Naast bodemmaterialen worden ook bagger- en ruimingsspecie op de site opgeslagen en ontwaterd. De bagger- en ruimingsspecie worden in een slibput gelost waarbij het water wordt afgepompt naar een afzonderlijke tank. Indien deze container vol is, wordt het water afgevoerd naar de site in Grimbergen voor verwerking. 

 

Puin afkomstig van bodemsaneringswerken en wegen of sloopwerken wordt op de site mechanisch behandeld (sorteren, breken, zeven) om materialen te bekomen die terug kunnen worden toegepast als grondstof conform de bepalingen van VLAREMA.

 

In de noordoostzijde van de bestaande loods zal gebonden asbest (plaatjes) door vormzeven uit reinigbare asbesthoudende afvalstoffen (puin) gescheiden en geconcentreerd worden. Sproeiers zullen voor de verneveling van water zorgen en de lucht wordt afgezogen en gefilterd. Enkel afvalstoffen verontreinigd met hechtgebonden asbest worden behandeld. Het asbest is het restproduct van de mechanische behandeling van asbesthoudende grondstromen.

 

Volgende ondersteunende activiteiten of inrichtingen worden aangevraagd:

- Opslag van 4.200 liter brandbare vloeistoffen;

- brandstofverdeelinstallatie met twee verdeelslangen;

- transformator 160 kVA;

- stalplaatsen voor negen voertuigen;

- wassen van maximaal negen voertuigen per dag;

- opslag van 3,258 ton gevaarlijke vloeistoffen;

- opslag van 30 ton schadelijke en bijtende vloeistoffen (calciumoxide);

- opslag van 300 liter gevaarlijke producten in kleine verpakkingen;

- twee breek- en zeefinstallaties met een totale geïnstalleerde drijfkracht van 750 kW.

 

Het grootste deel van het terrein is overdekt. Het buitenterrein watert af naar vier opvangputten die gelegen zijn in de uithoeken van het terrein. Via een rioleringssyteem komt het water vervolgens terecht in het retentiebekken met een volume van ongeveer 250 m³ waarna het water naar de waterzuivering gevoerd wordt. De waterzuivering bestaat uit een olie-waterafscheider, zandfilter en een aktief koolfilter. Het water wordt geloosd met een debiet van maximaal 2 m³/uur. Het regenwater dat op het dak van de hal komt, wordt opgevangen in een buffer (ondergrondse waterput) en gebruikt voor onder meer stofbestrijding.

 

De exploitant vraagt een bijstelling van de lozingsnormen, meer bepaald voor mangaan. De exploitant argumenteert dat deze parameter van nature aanwezig is in de bodem. Uit de bijgevoegde analyseresultaten blijkt dat in 2019 de norm van 1 mg/l één keer overschreden werd (1,2 mg/l).
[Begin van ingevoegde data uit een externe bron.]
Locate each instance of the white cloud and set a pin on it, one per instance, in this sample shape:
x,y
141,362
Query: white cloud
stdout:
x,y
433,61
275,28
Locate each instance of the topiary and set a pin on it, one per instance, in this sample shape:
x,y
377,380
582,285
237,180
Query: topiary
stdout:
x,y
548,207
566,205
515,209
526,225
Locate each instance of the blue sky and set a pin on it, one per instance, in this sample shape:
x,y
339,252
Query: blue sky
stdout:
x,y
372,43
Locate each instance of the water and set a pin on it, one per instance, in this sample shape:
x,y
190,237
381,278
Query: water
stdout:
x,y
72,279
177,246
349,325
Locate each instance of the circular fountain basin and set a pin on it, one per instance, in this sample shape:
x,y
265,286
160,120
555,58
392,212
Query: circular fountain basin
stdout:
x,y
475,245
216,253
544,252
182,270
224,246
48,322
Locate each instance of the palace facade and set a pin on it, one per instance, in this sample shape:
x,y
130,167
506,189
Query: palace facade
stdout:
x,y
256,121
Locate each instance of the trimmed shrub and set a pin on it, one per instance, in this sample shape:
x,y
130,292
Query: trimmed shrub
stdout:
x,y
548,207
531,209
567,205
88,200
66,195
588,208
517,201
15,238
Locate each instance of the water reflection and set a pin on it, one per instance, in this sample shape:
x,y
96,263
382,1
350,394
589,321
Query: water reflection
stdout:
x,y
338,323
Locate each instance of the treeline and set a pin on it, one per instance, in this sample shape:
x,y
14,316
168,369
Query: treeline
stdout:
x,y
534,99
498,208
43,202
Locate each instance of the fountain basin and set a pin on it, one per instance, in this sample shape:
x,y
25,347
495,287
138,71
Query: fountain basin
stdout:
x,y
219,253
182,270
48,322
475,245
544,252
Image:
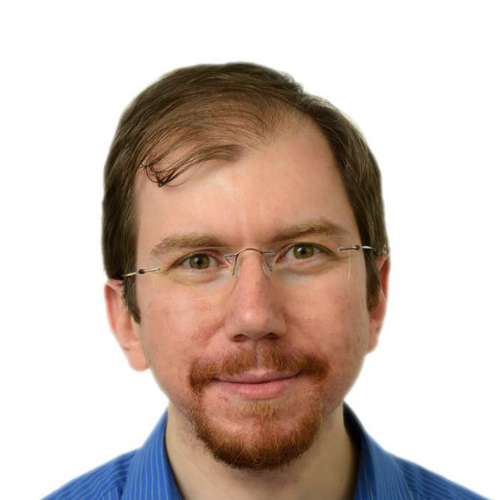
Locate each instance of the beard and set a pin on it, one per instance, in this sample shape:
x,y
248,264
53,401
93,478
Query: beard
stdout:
x,y
279,432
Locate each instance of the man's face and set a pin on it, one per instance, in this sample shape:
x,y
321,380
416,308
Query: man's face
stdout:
x,y
258,373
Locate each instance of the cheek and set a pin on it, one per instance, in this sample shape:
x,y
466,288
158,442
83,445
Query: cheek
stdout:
x,y
174,335
334,323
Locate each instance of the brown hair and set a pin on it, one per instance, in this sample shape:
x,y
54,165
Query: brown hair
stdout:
x,y
217,112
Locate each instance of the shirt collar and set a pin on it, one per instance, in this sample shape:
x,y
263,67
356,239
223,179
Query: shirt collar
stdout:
x,y
379,478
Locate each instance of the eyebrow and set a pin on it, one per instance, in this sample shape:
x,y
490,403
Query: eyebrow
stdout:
x,y
317,227
186,241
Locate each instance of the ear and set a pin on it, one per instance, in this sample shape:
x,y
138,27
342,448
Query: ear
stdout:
x,y
124,328
377,314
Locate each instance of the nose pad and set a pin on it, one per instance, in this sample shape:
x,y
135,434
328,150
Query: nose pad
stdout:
x,y
267,266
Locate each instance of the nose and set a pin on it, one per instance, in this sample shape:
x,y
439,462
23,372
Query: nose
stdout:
x,y
255,308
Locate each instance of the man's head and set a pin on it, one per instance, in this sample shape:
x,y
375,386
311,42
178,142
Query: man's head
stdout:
x,y
213,160
218,112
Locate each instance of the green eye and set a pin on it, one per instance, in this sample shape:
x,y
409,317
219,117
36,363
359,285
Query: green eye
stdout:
x,y
199,261
304,251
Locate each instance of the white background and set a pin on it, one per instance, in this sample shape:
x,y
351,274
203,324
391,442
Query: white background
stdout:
x,y
419,78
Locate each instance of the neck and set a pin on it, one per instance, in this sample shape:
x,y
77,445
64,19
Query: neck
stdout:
x,y
327,471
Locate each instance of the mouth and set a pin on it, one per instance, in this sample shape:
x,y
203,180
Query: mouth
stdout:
x,y
257,385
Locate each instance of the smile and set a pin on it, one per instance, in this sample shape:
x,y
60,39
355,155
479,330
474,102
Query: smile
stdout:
x,y
254,386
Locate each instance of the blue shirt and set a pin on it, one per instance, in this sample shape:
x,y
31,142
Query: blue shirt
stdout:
x,y
145,474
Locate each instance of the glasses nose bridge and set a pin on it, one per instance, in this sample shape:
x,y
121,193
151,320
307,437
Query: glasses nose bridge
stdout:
x,y
267,266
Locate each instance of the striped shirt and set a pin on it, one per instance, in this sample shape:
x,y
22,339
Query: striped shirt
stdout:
x,y
145,474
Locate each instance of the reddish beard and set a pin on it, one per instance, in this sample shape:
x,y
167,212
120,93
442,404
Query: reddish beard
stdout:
x,y
272,441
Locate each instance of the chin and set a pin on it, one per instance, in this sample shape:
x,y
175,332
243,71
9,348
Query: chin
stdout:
x,y
262,435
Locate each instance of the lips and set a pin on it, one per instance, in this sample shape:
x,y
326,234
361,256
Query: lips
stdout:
x,y
257,385
257,377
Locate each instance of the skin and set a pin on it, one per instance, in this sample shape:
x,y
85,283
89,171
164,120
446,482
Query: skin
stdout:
x,y
289,179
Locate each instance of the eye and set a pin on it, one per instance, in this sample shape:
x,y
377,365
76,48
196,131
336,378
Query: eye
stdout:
x,y
302,251
198,262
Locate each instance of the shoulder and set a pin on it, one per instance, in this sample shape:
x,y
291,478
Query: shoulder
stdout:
x,y
104,482
427,485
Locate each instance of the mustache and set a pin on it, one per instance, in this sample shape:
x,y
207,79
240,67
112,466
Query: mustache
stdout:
x,y
277,359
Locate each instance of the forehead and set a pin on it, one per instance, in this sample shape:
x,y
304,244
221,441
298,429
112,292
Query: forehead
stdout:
x,y
290,179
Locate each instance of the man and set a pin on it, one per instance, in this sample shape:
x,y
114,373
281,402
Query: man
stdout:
x,y
248,264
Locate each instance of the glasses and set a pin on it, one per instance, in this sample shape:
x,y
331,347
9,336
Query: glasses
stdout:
x,y
210,272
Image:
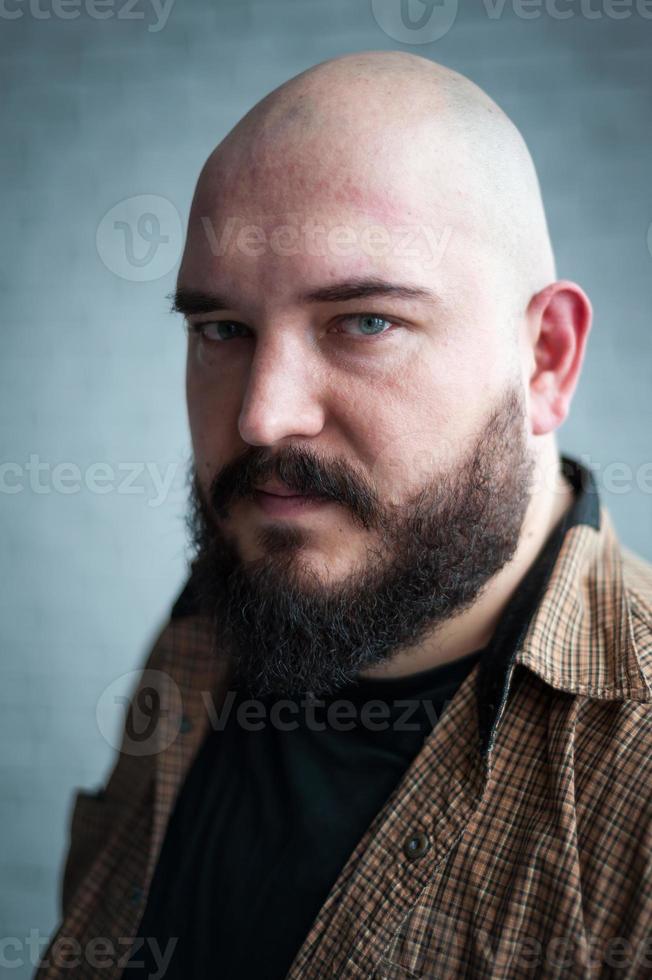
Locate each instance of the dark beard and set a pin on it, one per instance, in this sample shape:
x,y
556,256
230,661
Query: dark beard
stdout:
x,y
286,632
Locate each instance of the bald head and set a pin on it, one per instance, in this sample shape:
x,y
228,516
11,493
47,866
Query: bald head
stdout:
x,y
395,133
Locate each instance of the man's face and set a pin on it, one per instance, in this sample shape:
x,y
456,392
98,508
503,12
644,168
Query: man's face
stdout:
x,y
403,411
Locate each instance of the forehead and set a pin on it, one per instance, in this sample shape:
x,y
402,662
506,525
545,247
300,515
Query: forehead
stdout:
x,y
291,222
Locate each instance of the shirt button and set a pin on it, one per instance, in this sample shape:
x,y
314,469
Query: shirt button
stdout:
x,y
415,846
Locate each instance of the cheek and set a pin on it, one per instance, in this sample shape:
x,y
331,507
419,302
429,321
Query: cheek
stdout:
x,y
212,416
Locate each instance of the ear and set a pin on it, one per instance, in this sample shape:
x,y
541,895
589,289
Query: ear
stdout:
x,y
558,323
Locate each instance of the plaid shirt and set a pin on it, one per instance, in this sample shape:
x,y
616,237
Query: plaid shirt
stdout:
x,y
518,842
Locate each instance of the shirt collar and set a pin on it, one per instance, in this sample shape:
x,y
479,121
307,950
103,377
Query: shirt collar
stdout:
x,y
577,633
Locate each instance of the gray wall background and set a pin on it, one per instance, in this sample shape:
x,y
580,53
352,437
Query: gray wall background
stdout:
x,y
99,111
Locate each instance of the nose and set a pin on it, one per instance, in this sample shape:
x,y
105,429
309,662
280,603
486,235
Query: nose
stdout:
x,y
283,396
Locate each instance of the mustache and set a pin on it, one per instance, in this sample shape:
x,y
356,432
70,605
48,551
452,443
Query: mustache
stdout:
x,y
299,470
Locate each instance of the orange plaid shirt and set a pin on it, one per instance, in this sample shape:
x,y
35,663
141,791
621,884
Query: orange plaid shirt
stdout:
x,y
517,844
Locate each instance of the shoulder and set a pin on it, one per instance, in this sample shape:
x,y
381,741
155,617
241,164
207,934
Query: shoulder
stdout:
x,y
637,580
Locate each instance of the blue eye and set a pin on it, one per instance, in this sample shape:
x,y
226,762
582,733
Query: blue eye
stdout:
x,y
217,330
370,324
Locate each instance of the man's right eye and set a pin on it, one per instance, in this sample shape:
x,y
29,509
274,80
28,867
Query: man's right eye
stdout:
x,y
217,330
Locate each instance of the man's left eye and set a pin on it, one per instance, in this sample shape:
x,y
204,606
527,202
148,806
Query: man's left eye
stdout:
x,y
369,324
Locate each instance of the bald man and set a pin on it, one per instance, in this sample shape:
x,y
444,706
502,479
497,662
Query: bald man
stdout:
x,y
398,722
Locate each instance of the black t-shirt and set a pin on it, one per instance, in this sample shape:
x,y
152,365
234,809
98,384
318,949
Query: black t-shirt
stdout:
x,y
267,818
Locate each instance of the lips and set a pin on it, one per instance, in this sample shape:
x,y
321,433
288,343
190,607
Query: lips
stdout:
x,y
278,491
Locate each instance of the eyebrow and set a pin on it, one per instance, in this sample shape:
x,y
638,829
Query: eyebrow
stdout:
x,y
196,301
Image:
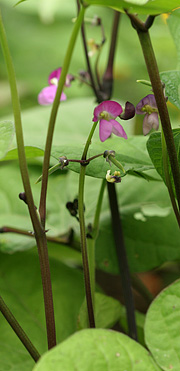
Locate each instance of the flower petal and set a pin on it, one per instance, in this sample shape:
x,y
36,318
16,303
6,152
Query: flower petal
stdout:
x,y
148,100
117,129
47,95
149,122
110,106
105,129
54,74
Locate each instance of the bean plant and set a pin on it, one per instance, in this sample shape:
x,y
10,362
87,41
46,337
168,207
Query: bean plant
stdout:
x,y
90,196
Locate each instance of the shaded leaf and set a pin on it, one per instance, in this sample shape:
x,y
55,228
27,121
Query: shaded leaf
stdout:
x,y
97,349
162,328
21,289
138,6
107,312
6,136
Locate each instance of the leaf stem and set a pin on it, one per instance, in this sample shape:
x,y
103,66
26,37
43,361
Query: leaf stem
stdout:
x,y
87,279
38,229
168,179
56,104
18,330
122,260
153,72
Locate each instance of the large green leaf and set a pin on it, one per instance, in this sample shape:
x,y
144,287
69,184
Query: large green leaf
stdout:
x,y
130,153
107,312
21,289
138,6
174,26
162,328
97,349
6,136
154,147
144,208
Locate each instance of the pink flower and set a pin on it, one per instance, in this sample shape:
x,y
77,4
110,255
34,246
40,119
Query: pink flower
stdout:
x,y
47,95
106,112
148,107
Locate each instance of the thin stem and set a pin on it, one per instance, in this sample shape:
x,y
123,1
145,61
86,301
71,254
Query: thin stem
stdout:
x,y
168,179
18,330
107,84
38,229
95,90
64,239
56,103
89,293
122,260
160,99
92,239
84,248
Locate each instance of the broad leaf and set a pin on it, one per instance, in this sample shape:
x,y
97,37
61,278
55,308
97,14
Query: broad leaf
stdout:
x,y
6,136
130,153
138,6
144,208
174,26
107,312
21,289
97,349
154,147
162,328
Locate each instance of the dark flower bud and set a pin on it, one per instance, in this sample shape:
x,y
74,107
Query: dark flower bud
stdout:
x,y
22,197
129,111
63,161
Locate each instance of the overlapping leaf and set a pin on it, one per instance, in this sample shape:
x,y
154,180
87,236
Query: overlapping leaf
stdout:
x,y
138,6
162,328
97,349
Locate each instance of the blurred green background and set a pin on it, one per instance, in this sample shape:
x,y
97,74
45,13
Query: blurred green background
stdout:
x,y
38,32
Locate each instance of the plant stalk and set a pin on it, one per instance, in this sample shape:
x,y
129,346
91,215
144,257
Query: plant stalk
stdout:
x,y
18,330
56,104
38,229
122,260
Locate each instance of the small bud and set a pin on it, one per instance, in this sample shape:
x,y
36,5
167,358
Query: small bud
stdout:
x,y
115,178
107,154
129,111
22,197
63,161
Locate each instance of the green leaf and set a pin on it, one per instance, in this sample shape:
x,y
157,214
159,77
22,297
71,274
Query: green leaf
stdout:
x,y
107,312
6,136
172,86
162,333
131,153
97,349
21,289
174,26
138,6
19,2
155,151
30,151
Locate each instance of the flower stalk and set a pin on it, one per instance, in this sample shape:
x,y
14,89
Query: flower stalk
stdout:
x,y
56,103
38,229
157,87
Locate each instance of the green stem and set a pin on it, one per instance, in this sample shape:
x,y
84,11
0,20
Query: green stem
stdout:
x,y
38,229
56,103
88,289
167,177
161,104
18,330
84,248
92,239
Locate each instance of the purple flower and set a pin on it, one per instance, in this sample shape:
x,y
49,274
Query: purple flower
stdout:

Uit het dossier blijkt niet éénduidig welke bijzondere lozingsnorm precies voorgesteld wordt voor mangaan. Het college sluit zich aan bij de concentratie die de VMM voorstelt.

 

De exploitant voorziet een individuele behandelingsinstallatie voor huishoudelijk afvalwater (IBA).

 

Ter vermijding van stofvorming beschikt men over een veegwagen. Aan de weegbrug is een sproei-installatie aanwezig ter voorkoming van stofhinder, de rest van het terrein wordt gesproeid met behulp van een tractor. Indien nodig worden de gronden extra afgedekt met een zeil om verspreiding van stof en uitloging te voorkomen. Gronden die verontreinigd zijn met stoffen die een verhoogd risico inhouden voor mens of milieu worden eveneens afgedekt of in containers opgeslagen.

 

Gronden waar uit voorinformatie bekend is dat een te hoge concentratie vluchtige stoffen aanwezig kan zijn, worden niet aanvaard, noch voor opslag noch voor verwerking. Het aanvaardingsbeleid op de site volgt volgens de exploitant de Code van Goede Praktijk voor Grondreinigingscentrum, zoals opgelegd door OVAM.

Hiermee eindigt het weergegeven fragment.